Placées dans un flux d’air, le profil de celles-ci est
étudié pour créer une dépression sur la face supérieure (extrados) et
une surpression sur la face inférieure (intrados). La différence de
pression entre les deux faces crée alors la force ascendante (ou
portance) qui permet à l’appareil de s’envoler ou de rester en altitude.
Ces chercheurs ont donc eu l’idée de placer face à face, dans une
soufflerie, deux profils verticaux ayant cette forme aérodynamique … et
ils ont pu constater que la théorie qu’ils avaient échafaudée se
vérifiait par la pratique. Quand les deux ailes sont nez au vent, la
dépression créée entre leurs faces intérieures (les deux intrados)

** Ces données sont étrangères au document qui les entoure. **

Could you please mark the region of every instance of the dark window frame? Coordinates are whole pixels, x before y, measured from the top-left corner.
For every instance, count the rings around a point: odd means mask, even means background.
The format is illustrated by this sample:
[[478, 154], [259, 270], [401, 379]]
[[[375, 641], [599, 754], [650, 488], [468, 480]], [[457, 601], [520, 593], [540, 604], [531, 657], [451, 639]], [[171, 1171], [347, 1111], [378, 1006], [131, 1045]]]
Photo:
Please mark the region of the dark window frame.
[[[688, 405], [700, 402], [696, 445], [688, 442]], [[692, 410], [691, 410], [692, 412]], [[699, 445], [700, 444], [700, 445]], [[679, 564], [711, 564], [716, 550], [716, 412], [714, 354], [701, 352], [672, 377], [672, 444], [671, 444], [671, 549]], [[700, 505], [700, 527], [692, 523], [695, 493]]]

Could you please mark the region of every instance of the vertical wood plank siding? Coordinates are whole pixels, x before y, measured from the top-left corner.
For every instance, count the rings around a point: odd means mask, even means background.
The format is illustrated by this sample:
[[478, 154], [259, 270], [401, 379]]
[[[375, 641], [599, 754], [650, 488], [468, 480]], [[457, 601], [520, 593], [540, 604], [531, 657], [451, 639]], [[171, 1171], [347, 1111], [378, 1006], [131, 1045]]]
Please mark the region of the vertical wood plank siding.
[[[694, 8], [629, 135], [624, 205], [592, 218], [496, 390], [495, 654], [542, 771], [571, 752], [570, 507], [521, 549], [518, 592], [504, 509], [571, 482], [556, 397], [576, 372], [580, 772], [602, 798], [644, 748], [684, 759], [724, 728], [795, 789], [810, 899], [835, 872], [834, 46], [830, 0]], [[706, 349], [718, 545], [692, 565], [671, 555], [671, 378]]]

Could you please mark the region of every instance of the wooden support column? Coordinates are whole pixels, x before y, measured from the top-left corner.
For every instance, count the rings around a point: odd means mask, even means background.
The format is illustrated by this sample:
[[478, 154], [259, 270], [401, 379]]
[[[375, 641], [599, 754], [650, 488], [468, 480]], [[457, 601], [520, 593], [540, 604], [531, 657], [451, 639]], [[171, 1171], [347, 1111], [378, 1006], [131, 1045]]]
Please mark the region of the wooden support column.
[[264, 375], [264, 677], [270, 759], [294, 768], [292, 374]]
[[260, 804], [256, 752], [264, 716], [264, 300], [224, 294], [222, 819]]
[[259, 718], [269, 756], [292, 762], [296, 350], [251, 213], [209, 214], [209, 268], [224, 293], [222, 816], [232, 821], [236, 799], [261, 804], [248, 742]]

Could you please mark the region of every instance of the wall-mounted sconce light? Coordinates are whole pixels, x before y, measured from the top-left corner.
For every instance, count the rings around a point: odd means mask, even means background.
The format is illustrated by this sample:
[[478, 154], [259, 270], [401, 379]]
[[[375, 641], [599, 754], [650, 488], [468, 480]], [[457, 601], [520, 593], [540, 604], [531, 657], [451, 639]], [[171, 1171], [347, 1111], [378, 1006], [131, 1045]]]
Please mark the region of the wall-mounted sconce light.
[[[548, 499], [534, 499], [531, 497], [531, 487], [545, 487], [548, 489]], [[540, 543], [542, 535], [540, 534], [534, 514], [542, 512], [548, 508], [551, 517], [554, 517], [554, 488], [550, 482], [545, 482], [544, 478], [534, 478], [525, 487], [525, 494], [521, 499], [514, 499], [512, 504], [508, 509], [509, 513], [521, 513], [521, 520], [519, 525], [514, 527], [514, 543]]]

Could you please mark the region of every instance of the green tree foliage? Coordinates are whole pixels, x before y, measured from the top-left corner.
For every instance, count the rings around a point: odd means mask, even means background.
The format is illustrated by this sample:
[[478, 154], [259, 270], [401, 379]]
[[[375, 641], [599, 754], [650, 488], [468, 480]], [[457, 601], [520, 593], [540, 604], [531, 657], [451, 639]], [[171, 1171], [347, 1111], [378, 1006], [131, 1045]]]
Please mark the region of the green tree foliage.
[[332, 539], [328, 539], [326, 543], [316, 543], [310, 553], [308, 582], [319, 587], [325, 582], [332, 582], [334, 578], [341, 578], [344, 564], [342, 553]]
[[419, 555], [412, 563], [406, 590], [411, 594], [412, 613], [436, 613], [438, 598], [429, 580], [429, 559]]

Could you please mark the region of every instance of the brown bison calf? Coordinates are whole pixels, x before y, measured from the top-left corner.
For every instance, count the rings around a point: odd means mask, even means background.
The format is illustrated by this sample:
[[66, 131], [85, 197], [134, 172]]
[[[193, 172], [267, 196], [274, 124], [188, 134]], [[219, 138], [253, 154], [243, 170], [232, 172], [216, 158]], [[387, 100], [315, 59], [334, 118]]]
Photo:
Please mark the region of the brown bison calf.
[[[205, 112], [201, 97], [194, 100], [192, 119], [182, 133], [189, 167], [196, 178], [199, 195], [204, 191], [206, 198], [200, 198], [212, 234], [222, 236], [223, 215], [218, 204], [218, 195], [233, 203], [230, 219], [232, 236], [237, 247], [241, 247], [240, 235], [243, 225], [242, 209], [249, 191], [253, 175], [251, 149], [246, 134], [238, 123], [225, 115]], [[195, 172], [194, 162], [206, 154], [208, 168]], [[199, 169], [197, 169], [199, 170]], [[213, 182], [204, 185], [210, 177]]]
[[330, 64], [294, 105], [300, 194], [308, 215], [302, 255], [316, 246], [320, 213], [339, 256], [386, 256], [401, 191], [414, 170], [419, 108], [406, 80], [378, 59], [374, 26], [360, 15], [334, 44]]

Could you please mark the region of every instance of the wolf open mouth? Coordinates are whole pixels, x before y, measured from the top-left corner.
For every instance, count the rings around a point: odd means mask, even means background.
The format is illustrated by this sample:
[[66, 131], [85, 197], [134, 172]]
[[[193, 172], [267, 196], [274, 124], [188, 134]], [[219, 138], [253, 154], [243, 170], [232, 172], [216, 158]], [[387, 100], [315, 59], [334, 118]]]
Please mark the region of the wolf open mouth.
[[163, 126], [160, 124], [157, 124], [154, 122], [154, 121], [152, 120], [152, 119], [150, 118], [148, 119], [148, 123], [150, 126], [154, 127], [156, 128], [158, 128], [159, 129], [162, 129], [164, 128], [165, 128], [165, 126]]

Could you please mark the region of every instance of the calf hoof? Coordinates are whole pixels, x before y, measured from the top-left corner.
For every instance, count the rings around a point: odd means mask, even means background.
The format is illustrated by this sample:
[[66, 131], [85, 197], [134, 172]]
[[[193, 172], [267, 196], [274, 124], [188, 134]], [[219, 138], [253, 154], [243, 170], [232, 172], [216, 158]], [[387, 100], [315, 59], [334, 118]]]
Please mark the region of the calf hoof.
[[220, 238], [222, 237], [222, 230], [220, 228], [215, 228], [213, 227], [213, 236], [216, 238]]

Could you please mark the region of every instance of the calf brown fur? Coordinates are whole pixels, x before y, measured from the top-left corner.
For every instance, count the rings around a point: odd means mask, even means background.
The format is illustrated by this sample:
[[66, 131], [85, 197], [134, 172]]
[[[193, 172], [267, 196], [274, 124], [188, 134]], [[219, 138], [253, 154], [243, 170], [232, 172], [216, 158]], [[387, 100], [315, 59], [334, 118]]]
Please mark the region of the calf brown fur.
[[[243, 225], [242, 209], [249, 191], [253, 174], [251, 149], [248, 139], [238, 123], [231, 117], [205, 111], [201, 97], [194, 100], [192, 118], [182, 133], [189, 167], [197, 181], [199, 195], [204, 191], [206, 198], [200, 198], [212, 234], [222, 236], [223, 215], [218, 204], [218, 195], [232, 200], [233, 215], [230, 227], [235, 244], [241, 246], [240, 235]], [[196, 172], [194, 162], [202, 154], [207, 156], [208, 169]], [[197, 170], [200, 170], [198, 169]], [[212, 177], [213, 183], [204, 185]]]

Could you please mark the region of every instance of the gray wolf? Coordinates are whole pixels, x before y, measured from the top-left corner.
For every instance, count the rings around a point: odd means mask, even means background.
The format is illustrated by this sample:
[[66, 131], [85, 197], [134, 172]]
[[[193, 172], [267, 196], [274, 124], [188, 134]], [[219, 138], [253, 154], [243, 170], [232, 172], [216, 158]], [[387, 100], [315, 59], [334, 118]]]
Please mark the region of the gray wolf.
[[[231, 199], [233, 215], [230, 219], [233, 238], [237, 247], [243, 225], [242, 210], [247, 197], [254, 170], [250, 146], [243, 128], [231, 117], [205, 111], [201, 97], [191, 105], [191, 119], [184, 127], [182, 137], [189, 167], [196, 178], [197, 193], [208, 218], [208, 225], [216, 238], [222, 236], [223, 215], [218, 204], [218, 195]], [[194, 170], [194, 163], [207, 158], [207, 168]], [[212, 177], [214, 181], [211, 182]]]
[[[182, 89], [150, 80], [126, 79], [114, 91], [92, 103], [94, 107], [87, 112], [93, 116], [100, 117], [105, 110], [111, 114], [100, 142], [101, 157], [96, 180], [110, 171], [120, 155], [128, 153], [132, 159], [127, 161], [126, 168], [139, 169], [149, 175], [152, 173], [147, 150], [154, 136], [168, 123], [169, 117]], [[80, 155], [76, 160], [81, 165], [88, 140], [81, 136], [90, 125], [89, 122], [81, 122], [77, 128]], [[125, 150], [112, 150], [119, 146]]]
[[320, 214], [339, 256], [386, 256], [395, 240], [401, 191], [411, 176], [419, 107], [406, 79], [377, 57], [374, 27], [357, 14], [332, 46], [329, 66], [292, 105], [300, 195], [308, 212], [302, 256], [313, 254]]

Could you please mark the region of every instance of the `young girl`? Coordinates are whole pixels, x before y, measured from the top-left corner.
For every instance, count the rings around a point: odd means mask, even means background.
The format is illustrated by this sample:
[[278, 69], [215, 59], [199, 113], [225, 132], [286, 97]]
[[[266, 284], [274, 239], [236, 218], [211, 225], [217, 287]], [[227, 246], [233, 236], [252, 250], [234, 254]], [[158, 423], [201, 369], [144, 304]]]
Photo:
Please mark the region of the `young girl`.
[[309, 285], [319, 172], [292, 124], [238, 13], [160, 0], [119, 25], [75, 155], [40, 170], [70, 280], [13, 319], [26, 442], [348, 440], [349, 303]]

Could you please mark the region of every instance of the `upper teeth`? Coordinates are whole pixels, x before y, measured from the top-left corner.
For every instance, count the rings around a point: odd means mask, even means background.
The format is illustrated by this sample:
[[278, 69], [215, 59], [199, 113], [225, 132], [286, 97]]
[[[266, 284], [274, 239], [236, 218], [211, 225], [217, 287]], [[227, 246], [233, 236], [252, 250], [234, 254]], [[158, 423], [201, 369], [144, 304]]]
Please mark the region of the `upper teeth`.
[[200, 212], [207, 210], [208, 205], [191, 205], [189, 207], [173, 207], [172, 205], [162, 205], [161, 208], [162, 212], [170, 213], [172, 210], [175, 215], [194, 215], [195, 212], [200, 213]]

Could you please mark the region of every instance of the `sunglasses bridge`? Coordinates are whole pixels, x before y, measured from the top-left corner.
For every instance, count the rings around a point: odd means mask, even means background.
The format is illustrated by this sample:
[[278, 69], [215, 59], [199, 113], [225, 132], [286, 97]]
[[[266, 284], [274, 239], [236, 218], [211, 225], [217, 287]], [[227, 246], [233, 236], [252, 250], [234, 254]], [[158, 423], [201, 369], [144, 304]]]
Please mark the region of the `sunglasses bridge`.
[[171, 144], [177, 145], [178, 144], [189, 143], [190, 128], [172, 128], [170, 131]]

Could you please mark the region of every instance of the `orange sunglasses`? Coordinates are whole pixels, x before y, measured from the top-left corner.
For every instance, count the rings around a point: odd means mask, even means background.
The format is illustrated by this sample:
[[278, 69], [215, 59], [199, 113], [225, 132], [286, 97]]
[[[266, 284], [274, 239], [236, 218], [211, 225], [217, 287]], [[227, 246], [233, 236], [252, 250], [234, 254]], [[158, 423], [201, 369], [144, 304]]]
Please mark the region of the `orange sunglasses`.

permet en effet d’aspirer de l’air au travers de trous ou de fentes
pratiqués dans ces profils creux. Comme on
le comprend sur l’illustration placée en haut de l’article, une turbine
placée dans le conduit d’arrivée d’air permet alors de générer de
l’électricité.
« A l’exception de la petite turbine, il n’y a aucune pièce en
mouvement ce qui simplifie la conception de cet équipement, réduit les
phénomènes d’usure, les risques de pannes, les coûts de maintenance et
le bruit » explique Carsten Westergaard, professeur à la Texas Tech
University. La turbine peut d’ailleurs être placée à l’intérieur du
bâtiment, à un endroit aisément accessible pour procéder à son entretien
ou à des réparations. Brent Houchens, ingénieur en mécanique au
Sandia National Laboratories, prévoit le placement d’un certain nombre
de ces appareils (que leurs concepteurs ont appelé «AeroMINE»), alignés
dans la direction des vents dominants, sur le bord du toit plat d’un
immeuble ou d’un hall industriel.
« Ainsi, sur un bâtiment, nous pouvons exploiter en même temps l’énergie du vent et du soleil » nous explique-t-il. « Il
s’agit d’une solution qui peut s’ajouter à une installation
photovoltaïque placée en toiture et qui permet, en fonctionnant aussi la
nuit, d’atteindre plus facilement l’autonomie énergétique. Les deux
technologies sont complémentaires, car, lorsqu’il y a beaucoup de vent,
il y a souvent moins de soleil ou vice versa » ajoute-t-il.
Bien
qu’ils ne l’aient encore testée qu’en soufflerie, les scientifiques
américains ont déjà établi les performances pouvant être attendues de
leur invention, qu’ils se sont d’ailleurs empressés de protéger par un
brevet. Selon leurs calculs, une rangée d’AeroMINE raccordés en série
sur la même turbine et alignés sur le bord d’un toit permettrait, dans
les régions suffisamment venteuses, de produire, en un an, autant
d’électricité qu’une installation photovoltaïque couvrant l’ensemble du
bâtiment.
« Je crois que cette technologie a les atouts pour s’imposer
» estime Luciano Castillo, ingénieur en mécanique à l’Université
Purdue. Il n’est pas impliqué dans le projet mais a travaillé avec
Westergaard dans le passé. Il pense que la simplicité de conception et
la facilité d’installation de l’AeroMINE pourrait constituer une
solution intéressante et peu coûteuse pour les pays en développement.
L’équipe
d’inventeurs a obtenu un subside du département américain de l’énergie
et compte tester d’ici juin 2020 un prototype de 4 mètres de haut qui
sera installé sur un bâtiment du National Wind Institute de l’université
Texas Tech.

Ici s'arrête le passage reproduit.